Rajoy siguió, naturalmente,
"estólido en su estrago" pues "ya domesticado en su cadena/ ni de su
daño y su baldón se irrita/ ni a los clamores del valor despierta". La
definición había surgido de los versos del Pelayo de Quintana. Y "por el
camino de la Reina Gobernadora" -el abortado intento de Rajoy de
cambiar la ley electoral de las municipales- , mientras la sede de la
calle Génova, como las ruinas de Itálica, devenía en "de lagartos vil
morada", nos topamos ya con "El Estafermo", mi artículo gozne inspirado
en un relato del excéntrico Gérard de Nerval que llevaba de paseo a una
langosta como si fuera a un caniche.
Enseguida me di cuenta de que
Rajoy era la hechura perfecta de aquel pobre hombre que sacaba pecho en
casa tras conseguir trabajo como estafermo en un remedo de las justas
medievales. Lo retraté como "una veleta manejada por el viento, un
diapasón que reverbera sonidos externos, un gong sobre el que golpea el
mazo ajeno, un pelele en el torneo político que sirve en la misma
carambola de saco de las bofetadas y títere de cachiporra". Como "el
autómata sin iniciativa, el papamoscas de la catedral de Burgos, el
hombre sin atributos de Musil; ahí plantado como un guardia urbano con
sus guantes, su porra y su silbato que, cuando menos lo esperas, te da
una leche por la espalda". Como "el brazo listo y el brazo tonto de la
ley, empalmados en un mismo priapismo" que "ni a conejuelo de gazapera
llega" porque no es sino "el crustáceo exánime, esa palinurus
interruptus que arrastraba Nerval simulando que había tracción entre sus
pinzas".
Con ser elocuente que el diario,
tantas veces indomable, que yo había fundado no publicara este
artículo, mucho más lo fue que, una vez colgado en medium.com,
se convirtiera en el más leído de mis casi cuarenta años como escritor
dominical. Era la demostración empírica de que no hace falta papel para
cumplir las tareas y misiones que una sociedad democrática espera de la
prensa. Siguió un desagradable mes de encadenamiento. Pero la senda
hacia la fundación de El Español estaba abierta, previo paso por el
Ateneo donde quedó prendido el Manifiesto "Contra unos y otros", delante
de muy cualificados testigos: "Hay que hablar con toda claridad. Es muy
difícil, casi imposible, que la nueva política pueda brotar de las
madrigueras en las que siguen atrincheradas las comadrejas de la vieja
política... La nueva política precisa de nuevos políticos y si fuera
necesario de nuevos partidos". Pronto las elecciones andaluzas,
municipales, autonómicas y catalanas comenzarían a darme la razón.
El 1 de enero lo anuncié:
"Nuestro periódico será universal pero se llamará El Español" y
enseguida expliqué en nuestro blog que "para poder seguir persiguiendo
ballenas, el arponero ha tenido que hacerse armador" porque "los mayores
barcos ponen rumbo a estribor tan pronto como surge en lontananza el
menor atisbo de cachalote blanco". Pero aun quedaban por delante nueve
laboriosos meses de gestación en los que me tocaba seguir ocupando como
articulista la proa de una frágil chalupa.

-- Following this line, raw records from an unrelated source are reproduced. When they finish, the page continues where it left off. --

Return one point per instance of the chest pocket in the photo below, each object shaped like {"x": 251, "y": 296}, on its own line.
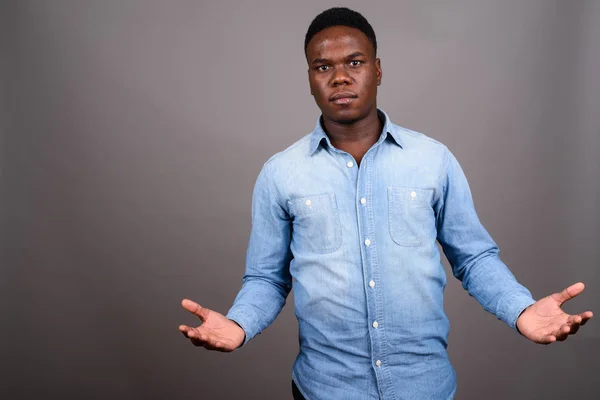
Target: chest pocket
{"x": 316, "y": 223}
{"x": 410, "y": 215}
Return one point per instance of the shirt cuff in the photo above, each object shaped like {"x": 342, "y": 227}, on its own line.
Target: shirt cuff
{"x": 511, "y": 305}
{"x": 245, "y": 317}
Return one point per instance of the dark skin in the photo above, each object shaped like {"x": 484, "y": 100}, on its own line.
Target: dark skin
{"x": 342, "y": 60}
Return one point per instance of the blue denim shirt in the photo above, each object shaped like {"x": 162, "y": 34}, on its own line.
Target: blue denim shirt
{"x": 358, "y": 245}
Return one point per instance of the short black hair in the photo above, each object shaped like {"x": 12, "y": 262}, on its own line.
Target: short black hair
{"x": 340, "y": 16}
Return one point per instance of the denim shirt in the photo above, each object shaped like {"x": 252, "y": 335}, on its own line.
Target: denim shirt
{"x": 358, "y": 245}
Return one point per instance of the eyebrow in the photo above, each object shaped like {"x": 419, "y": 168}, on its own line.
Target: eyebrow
{"x": 324, "y": 60}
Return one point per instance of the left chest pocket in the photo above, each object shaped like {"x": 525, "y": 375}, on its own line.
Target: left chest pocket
{"x": 410, "y": 215}
{"x": 316, "y": 223}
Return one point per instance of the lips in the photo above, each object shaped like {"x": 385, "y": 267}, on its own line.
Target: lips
{"x": 343, "y": 97}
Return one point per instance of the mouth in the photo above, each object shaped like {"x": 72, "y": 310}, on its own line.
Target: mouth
{"x": 343, "y": 98}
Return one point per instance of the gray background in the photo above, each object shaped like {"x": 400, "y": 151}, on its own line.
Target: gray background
{"x": 134, "y": 132}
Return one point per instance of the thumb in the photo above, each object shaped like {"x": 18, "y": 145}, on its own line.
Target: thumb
{"x": 196, "y": 309}
{"x": 569, "y": 293}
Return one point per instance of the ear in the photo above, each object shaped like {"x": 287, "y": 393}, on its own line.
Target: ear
{"x": 379, "y": 72}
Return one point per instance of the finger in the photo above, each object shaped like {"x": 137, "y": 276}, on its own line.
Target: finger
{"x": 585, "y": 317}
{"x": 195, "y": 308}
{"x": 562, "y": 333}
{"x": 184, "y": 329}
{"x": 569, "y": 293}
{"x": 548, "y": 339}
{"x": 574, "y": 321}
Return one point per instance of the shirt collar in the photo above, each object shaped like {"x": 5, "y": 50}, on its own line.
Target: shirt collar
{"x": 318, "y": 134}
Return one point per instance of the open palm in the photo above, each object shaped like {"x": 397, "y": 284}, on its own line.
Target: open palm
{"x": 216, "y": 332}
{"x": 545, "y": 322}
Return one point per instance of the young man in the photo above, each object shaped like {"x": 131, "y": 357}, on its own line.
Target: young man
{"x": 352, "y": 212}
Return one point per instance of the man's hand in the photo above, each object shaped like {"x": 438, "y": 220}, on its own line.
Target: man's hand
{"x": 545, "y": 322}
{"x": 216, "y": 332}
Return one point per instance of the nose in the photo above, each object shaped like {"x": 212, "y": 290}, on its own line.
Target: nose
{"x": 339, "y": 77}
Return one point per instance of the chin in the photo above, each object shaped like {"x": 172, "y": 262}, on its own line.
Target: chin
{"x": 344, "y": 116}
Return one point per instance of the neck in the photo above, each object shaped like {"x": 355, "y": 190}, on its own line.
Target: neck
{"x": 356, "y": 138}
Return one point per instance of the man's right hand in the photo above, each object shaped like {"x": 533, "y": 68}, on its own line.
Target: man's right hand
{"x": 216, "y": 331}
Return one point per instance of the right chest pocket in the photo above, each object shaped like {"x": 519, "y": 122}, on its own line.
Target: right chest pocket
{"x": 316, "y": 223}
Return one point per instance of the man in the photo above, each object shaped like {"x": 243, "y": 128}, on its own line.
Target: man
{"x": 352, "y": 212}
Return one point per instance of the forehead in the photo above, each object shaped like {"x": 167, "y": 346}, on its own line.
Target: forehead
{"x": 337, "y": 39}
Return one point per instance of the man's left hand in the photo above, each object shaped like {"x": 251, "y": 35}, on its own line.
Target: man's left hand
{"x": 545, "y": 322}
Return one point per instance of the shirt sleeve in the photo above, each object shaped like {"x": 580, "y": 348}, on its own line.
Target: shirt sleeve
{"x": 267, "y": 280}
{"x": 471, "y": 251}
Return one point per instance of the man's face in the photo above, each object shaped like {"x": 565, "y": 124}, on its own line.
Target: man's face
{"x": 343, "y": 73}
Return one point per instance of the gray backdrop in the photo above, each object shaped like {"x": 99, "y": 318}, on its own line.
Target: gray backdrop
{"x": 134, "y": 132}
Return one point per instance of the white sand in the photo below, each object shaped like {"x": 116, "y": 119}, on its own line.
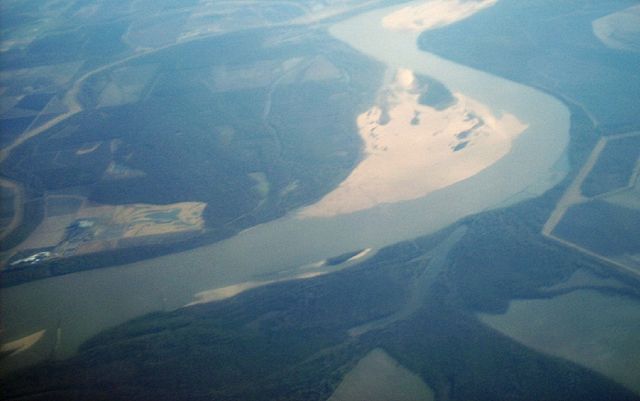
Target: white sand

Por el camino había perdido a mi
gran cómplice creativo de un cuarto de siglo Ricardo Martínez pero
había encontrado ya a Javier Muñoz, luminoso productor de atmósferas
visuales. Pronto comenzamos a hacer travesuras tan literarias como
plásticas, rememorando de la mano de Modesto Lafuente las "tragaderas"
de los políticos que, según Fray Gerundio, engullen "ruedas de molino" y
lo que sea menester para agradar al jefe; adentrándonos en el "melonar
horrendo" en el que, según Anton del Olmet, el aspirante a medrar
"suaviza la lengua, llega a una antesala, penetra en un despacho y
limpia con prolija asiduidad las infructuosidades del ojete de un
prócer"; o recorriendo con la nariz tapada la "fermentada letrina", en
la que según Donoso Cortés, se anticipaban durante la era isabelina
todas las corrupciones de ahora.
Por unas horas mi arpón se hizo
tenedor en la Sala de las Batallas del Castillo de Versalles para tratar
de averiguar "si fue primero la delicada mordida en el foie gras, la
suave suspensión en la espuma de champiñón silvestre, la flexible
consistencia de las mullidas gougères que sirven de percutiente nido al
resto del manjar o la inesperada sorpresa, toma castaña, del fragmento
de marrón glacé que endulza un inolvidable bocado, salado y alado, poco
aerodinámico y nada rockanrol, pero muy color caramelo de ron". Y
también la lanza se tornó caña cuando tocó honrar en su centenario al
inmortal Francisco Giner de los Ríos, "tan desesperado del presente como
seguro del porvenir".
Por lo demás volaron venablos
por doquier. Hacia el revolucionario que decapitó a su compañero de
viaje, hacia Maria Dolores de las Mentiras, los inolvidables Hernández y
Floriández, el líder del PAIDECLA (Partido de las Ideas Claras vulgo
PSOE), el Monarca Castizo necrografíado por Ana Romero o por supuesto
los atrabiliarios maquinistas y fogoneros del último tren de Katanga que
llevan camino de mutar en tragedia la farsa catalana. Poco o mucho,
algo habrán contribuido mis arponazos a pinchar el "hombre globo" que
durante cuatro años lleva tomándonos a los ciudadanos por "besugos
filósofos, yacentes sobre la banasta". Esa es la misión del periodismo:
asaetear al poder.
Ha querido el destino que el
imberbe pavisoso que se prestó hace dos años a desencadenar todo este
proceso acabe de ser devuelto al ostracismo profesional del que nunca
debió salir. Ni siquiera merece que zapatee sobre su tumba. Su nombre
solo salpicará una nota a pie de página cuando los manuales expliquen
cómo se destrozan y crean los periódicos. En esta creación estamos hoy
un centenar de periodistas, directivos, comerciales y técnicos
"federados en una sola quilla" que decía Melville, dispuestos a recorrer
"todas las islas del mar y todos los confines de la tierra", rompiendo
aguas ya para "presentar todas las querellas del mundo ante ese
tribunal" de la civilización humana que es
la opinión pública. Pero no me llaméis más Ismael. El próximo domingo
leeréis la primera carta del director de El Español.